Attached patch patch (obsolete) — Splinter Review
I think another problem here is that the presence of the call to new Date after the loop is affecting register allocation within the loop. I don't think this should be happening --- when allocating we should consider the structure of the hot code first and fill in the details for cold code afterward. trySplitAcrossHotcode originally did this, but with bug 939824 its behavior changed somewhat (split points were still done based on the interval's register uses, which are not ideal here) and before that bug 826734 gave splitting across calls (as is done here) a higher priority than splitting across hot code. The attached patch restores the earlier behavior and fixes this testcase but for several octane tests increases the amount of spill code executed: OLD NEW richards.js: 0.082 .079 deltablue.js: 0.099 .103 crypto.js: 0.272 .29 raytrace.js: 0.095 .097 earley-boyer.js: 0.087 .114 splay.js: 0.063 .063 navier-stokes.js: 0.286 .288 pdfjs.js: 0.152 .148 mandreel.js: 0.252 .234 gbemu.js: 0.083 .136 box2d.js: 0.082 .083 zlib.js: 0.186 .186 typescript.js: 0.095 .103 So I'd like to not land this without a better understanding / fix for what's going on here.

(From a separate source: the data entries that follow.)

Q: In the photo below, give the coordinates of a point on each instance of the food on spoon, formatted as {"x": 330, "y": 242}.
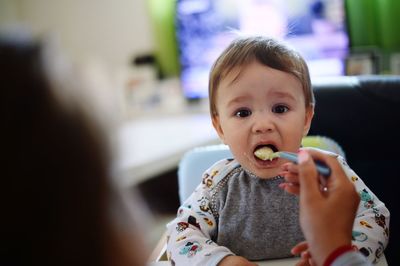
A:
{"x": 266, "y": 153}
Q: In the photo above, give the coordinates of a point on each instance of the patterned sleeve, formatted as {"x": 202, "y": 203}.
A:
{"x": 371, "y": 226}
{"x": 190, "y": 233}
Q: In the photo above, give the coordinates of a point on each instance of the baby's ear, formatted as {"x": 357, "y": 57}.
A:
{"x": 217, "y": 126}
{"x": 308, "y": 118}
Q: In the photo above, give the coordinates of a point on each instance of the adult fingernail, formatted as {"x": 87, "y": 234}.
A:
{"x": 303, "y": 156}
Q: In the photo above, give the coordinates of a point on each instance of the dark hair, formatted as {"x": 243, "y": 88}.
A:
{"x": 267, "y": 51}
{"x": 55, "y": 188}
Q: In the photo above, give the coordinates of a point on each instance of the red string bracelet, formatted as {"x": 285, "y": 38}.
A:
{"x": 337, "y": 252}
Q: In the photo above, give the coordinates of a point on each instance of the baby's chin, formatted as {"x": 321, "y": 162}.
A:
{"x": 265, "y": 173}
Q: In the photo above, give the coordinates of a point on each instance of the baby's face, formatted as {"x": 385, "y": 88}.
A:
{"x": 262, "y": 106}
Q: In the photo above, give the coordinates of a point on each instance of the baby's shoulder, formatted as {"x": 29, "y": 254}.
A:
{"x": 213, "y": 175}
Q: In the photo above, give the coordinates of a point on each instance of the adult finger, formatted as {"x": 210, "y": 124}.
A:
{"x": 309, "y": 185}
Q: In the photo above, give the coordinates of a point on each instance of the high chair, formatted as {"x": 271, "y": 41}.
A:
{"x": 196, "y": 161}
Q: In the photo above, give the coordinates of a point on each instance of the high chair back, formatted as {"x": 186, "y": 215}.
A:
{"x": 196, "y": 161}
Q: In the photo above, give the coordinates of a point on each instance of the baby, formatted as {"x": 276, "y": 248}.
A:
{"x": 260, "y": 96}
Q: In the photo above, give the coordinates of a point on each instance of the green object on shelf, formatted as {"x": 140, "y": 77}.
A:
{"x": 363, "y": 23}
{"x": 162, "y": 14}
{"x": 389, "y": 15}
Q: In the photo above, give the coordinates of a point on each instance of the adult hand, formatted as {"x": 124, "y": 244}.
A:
{"x": 326, "y": 217}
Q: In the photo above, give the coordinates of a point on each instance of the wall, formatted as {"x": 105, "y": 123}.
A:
{"x": 110, "y": 31}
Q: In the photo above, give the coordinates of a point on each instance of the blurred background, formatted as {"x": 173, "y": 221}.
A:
{"x": 154, "y": 57}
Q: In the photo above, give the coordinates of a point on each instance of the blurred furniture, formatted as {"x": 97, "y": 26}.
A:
{"x": 151, "y": 146}
{"x": 363, "y": 115}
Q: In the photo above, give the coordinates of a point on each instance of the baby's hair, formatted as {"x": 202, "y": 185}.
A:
{"x": 267, "y": 51}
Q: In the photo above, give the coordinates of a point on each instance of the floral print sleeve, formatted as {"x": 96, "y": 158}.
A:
{"x": 371, "y": 227}
{"x": 190, "y": 233}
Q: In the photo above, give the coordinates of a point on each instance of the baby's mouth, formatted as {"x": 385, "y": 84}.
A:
{"x": 265, "y": 152}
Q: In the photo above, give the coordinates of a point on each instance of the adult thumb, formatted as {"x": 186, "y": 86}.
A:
{"x": 308, "y": 176}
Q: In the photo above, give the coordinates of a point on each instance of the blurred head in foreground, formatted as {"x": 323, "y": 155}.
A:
{"x": 58, "y": 203}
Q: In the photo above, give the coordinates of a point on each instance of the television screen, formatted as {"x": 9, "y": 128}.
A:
{"x": 204, "y": 28}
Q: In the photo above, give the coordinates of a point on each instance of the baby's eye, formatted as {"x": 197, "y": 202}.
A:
{"x": 280, "y": 108}
{"x": 243, "y": 113}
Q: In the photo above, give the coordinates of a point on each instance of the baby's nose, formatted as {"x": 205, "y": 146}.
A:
{"x": 263, "y": 123}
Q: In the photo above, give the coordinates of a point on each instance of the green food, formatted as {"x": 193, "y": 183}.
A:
{"x": 266, "y": 153}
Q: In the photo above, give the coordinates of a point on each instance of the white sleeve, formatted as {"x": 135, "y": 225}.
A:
{"x": 351, "y": 258}
{"x": 190, "y": 233}
{"x": 371, "y": 226}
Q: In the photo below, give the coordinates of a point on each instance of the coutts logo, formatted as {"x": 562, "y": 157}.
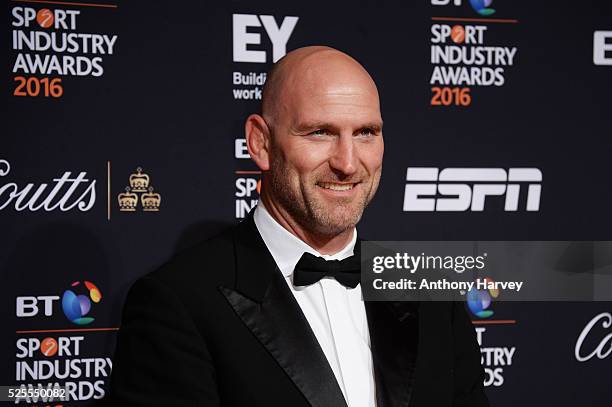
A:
{"x": 66, "y": 193}
{"x": 604, "y": 348}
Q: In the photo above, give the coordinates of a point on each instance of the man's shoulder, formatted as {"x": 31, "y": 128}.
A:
{"x": 208, "y": 263}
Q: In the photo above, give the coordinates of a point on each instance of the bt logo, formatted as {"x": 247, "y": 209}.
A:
{"x": 479, "y": 300}
{"x": 602, "y": 44}
{"x": 279, "y": 35}
{"x": 75, "y": 306}
{"x": 479, "y": 6}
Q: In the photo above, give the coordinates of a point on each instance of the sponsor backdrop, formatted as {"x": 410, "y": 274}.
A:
{"x": 123, "y": 143}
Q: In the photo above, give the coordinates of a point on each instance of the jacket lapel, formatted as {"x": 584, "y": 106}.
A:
{"x": 267, "y": 307}
{"x": 394, "y": 342}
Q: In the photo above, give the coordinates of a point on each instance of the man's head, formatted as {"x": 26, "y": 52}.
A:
{"x": 318, "y": 140}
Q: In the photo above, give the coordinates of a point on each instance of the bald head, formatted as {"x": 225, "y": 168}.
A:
{"x": 319, "y": 145}
{"x": 308, "y": 71}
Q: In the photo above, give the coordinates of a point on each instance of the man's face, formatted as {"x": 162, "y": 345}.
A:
{"x": 326, "y": 154}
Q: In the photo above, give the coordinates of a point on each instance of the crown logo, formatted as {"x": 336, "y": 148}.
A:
{"x": 127, "y": 201}
{"x": 139, "y": 190}
{"x": 150, "y": 201}
{"x": 139, "y": 182}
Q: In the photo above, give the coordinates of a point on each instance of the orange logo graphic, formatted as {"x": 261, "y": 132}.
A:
{"x": 458, "y": 34}
{"x": 44, "y": 18}
{"x": 48, "y": 347}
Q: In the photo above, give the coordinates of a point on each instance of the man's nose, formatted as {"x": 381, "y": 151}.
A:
{"x": 344, "y": 155}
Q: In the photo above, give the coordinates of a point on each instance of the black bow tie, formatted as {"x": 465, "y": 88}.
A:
{"x": 310, "y": 269}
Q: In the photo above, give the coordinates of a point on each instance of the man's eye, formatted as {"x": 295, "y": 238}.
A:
{"x": 367, "y": 132}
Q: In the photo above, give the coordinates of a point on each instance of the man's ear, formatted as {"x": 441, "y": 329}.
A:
{"x": 257, "y": 136}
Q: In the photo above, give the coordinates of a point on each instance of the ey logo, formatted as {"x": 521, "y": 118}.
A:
{"x": 242, "y": 38}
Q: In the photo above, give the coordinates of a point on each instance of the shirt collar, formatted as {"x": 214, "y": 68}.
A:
{"x": 285, "y": 247}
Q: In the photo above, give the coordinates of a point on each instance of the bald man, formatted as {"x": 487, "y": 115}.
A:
{"x": 269, "y": 313}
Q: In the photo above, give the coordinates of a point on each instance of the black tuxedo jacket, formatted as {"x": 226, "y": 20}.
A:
{"x": 218, "y": 326}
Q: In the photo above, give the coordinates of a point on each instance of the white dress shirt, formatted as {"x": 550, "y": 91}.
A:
{"x": 335, "y": 313}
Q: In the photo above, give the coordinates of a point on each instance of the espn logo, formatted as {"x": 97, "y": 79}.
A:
{"x": 461, "y": 189}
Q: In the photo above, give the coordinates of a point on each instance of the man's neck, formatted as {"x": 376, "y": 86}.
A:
{"x": 321, "y": 243}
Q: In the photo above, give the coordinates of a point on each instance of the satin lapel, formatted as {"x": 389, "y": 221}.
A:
{"x": 394, "y": 342}
{"x": 267, "y": 307}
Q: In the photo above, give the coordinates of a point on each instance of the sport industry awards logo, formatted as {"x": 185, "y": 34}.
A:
{"x": 50, "y": 358}
{"x": 460, "y": 55}
{"x": 49, "y": 45}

Attached patch tweaks (obsolete) — Splinter Review
I think the main issue here is the disabling of spilling to argument slots which happened in bug 906858. Splitting at hot code boundaries presumably leads to more cold intervals without register uses, and when those are arguments we end up doing memory -> memory moves. If I restore the argument slot spilling and make the attached minor tweaks I get the following fractions of spill code executed, which are generally flat or an improvement vs. the current state. richards.js: 0.072 deltablue.js: 0.101 crypto.js: 0.269 raytrace.js: 0.098 earley-boyer.js: 0.085 splay.js: 0.055 navier-stokes.js: 0.287 pdfjs.js: 0.159 mandreel.js: 0.235 gbemu.js: 0.093 box2d.js: 0.083 zlib.js: 0.186 typescript.js: 0.097
I've been looking into this. I agree with bhackett's analysis; the splitAt mechanism introduced in bug 939824 currently tries to minimize ranges, but in testcases like the one here, this causes it to spill inside the loop. So far I've only seen this come up in non-asm.js code. I'm looking into improving it.
Blocks: 1063603
Attached patch patch (rebased) (obsolete) — Splinter Review
Rebased Brian's patch, no non-trivial changes.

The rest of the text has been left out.